A few weeks after these three Republicans had lunch, the Independent Counsel Panel fired Fiske and named Kenneth W. Starr to replace him. Judge Sentelle's decision to remove Fiske was backed by the other conservative Republican on the three-man panel, Judge Joseph T. Sneed. The move took the Clinton administration completely by surprise. Judge Sentelle later said that his luncheon with Faircloth and Helms had been dominated by talk about Western wear and old friends. "To the best of my recollection," Sentelle claimed, "nothing in these discussions concerned independent-counsel matters." In 1990 Judge Sentelle had helped overturn the conviction of Oliver North. Sentelle often attended meetings of the Federalist Society, as did Kenneth W. Starr.
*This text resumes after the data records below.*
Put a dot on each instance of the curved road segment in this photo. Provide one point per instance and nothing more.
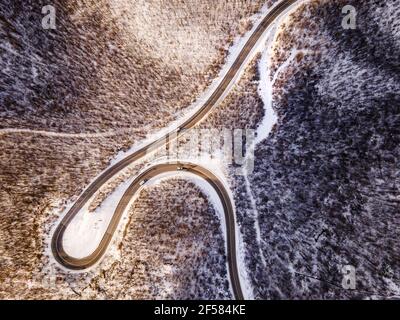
(79, 264)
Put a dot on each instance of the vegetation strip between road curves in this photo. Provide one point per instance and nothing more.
(80, 264)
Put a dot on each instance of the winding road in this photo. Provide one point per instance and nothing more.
(219, 93)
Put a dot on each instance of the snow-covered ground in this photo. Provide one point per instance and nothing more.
(86, 230)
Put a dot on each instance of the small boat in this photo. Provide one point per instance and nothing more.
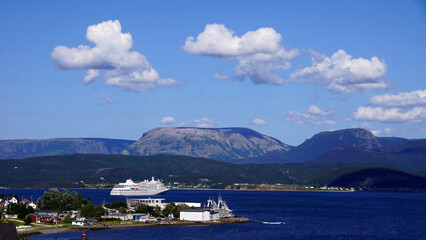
(273, 222)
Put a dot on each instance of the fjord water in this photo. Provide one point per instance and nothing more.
(307, 215)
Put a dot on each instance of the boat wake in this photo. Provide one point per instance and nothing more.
(273, 222)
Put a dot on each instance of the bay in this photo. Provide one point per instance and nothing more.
(307, 215)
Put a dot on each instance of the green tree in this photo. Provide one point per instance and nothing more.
(51, 199)
(118, 204)
(169, 209)
(91, 211)
(157, 212)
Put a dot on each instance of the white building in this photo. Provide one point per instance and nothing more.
(195, 215)
(153, 202)
(84, 222)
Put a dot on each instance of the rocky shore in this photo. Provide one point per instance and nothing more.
(58, 229)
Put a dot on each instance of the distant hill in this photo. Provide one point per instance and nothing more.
(380, 178)
(71, 170)
(410, 156)
(213, 143)
(310, 148)
(25, 148)
(391, 141)
(339, 146)
(66, 170)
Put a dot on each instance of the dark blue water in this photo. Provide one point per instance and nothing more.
(307, 215)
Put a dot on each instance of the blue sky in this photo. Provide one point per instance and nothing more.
(288, 69)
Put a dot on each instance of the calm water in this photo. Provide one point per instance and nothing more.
(307, 215)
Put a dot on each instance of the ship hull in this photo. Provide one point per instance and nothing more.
(137, 193)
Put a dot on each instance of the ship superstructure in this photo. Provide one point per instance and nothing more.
(144, 188)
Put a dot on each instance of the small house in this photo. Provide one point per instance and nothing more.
(84, 222)
(195, 215)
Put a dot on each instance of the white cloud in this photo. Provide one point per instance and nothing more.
(404, 99)
(343, 73)
(111, 56)
(168, 120)
(258, 121)
(259, 53)
(393, 115)
(107, 99)
(375, 132)
(389, 131)
(319, 111)
(314, 115)
(203, 123)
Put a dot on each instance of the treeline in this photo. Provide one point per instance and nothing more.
(66, 201)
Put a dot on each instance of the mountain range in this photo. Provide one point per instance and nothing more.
(240, 145)
(213, 143)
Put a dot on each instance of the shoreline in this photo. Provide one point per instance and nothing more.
(61, 229)
(197, 189)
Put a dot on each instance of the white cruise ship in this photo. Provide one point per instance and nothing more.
(145, 188)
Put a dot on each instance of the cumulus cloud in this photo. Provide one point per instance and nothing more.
(343, 73)
(314, 115)
(319, 111)
(112, 57)
(203, 123)
(107, 98)
(168, 120)
(404, 99)
(258, 121)
(260, 54)
(392, 115)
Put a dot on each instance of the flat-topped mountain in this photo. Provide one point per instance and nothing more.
(25, 148)
(214, 143)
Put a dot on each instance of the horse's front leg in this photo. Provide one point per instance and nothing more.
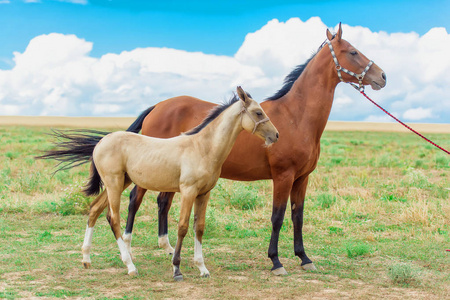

Previous independent counsels investigating the president have either resigned from their law firms or taken a leave of absence to prevent the slightest appearance of any conflict of interest. Kenneth W. Starr, on the other hand, continued to represent clients for his firm, Kirkland and Ellis, while serving as independent counsel, earning more than $1 million a year in legal fees and privately working closely with groups that vehemently oppose the Clinton administration – such as the tobacco industry, the Landmark Legal Foundation (financed by Scaife) and the Institute for Justice (financed by Scaife). Starr continued to serve on the advisory board of the Washington Legal Foundation (also financed by Scaife), which had called for Fiske's resignation. Prior to the current scandal, one of Starr's most overtly partisan acts in office was the issuing of a subpoena to Hillary Rodham Clinton. Starr had already interviewed the first lady several times at the White House. In January 1996, however, Starr demanded that she testify about the Whitewater scandal before a grand jury, an unprecedented move. Hillary Rodham Clinton's subpoena gained an enormous amount of publicity – no other first lady had ever been called before a grand jury – but it did not lead to an indictment. The independent counsel's subpoena was issued a few days before President Clinton's 1996 State of the Union address.
Kenneth starr's behavior in recent months has also set a number of unfortunate precedents. Starr is the first independent counsel ever to use a hidden microphone during an investigation of the president; he is also the first to threaten a president's alleged mistress with prosecution for failure to discuss her sex life. And he is the first to threaten the mother of an alleged presidential mistress.
Starr's decision to have Linda Tripp make secret recordings of her "friend" and his subsequent attempt to make Lewinsky tape the president have been defended as routine prosecutorial tactics. There is some truth to that argument. The number of federal wiretaps each year has more than doubled since Bill Clinton took office. Friends and family members are often forced to collect evidence on one another in federal drug cases. It is remarkable, however, that an independent counsel would contemplate a "sting" operation against the president of the United States in order to investigate sexual acts.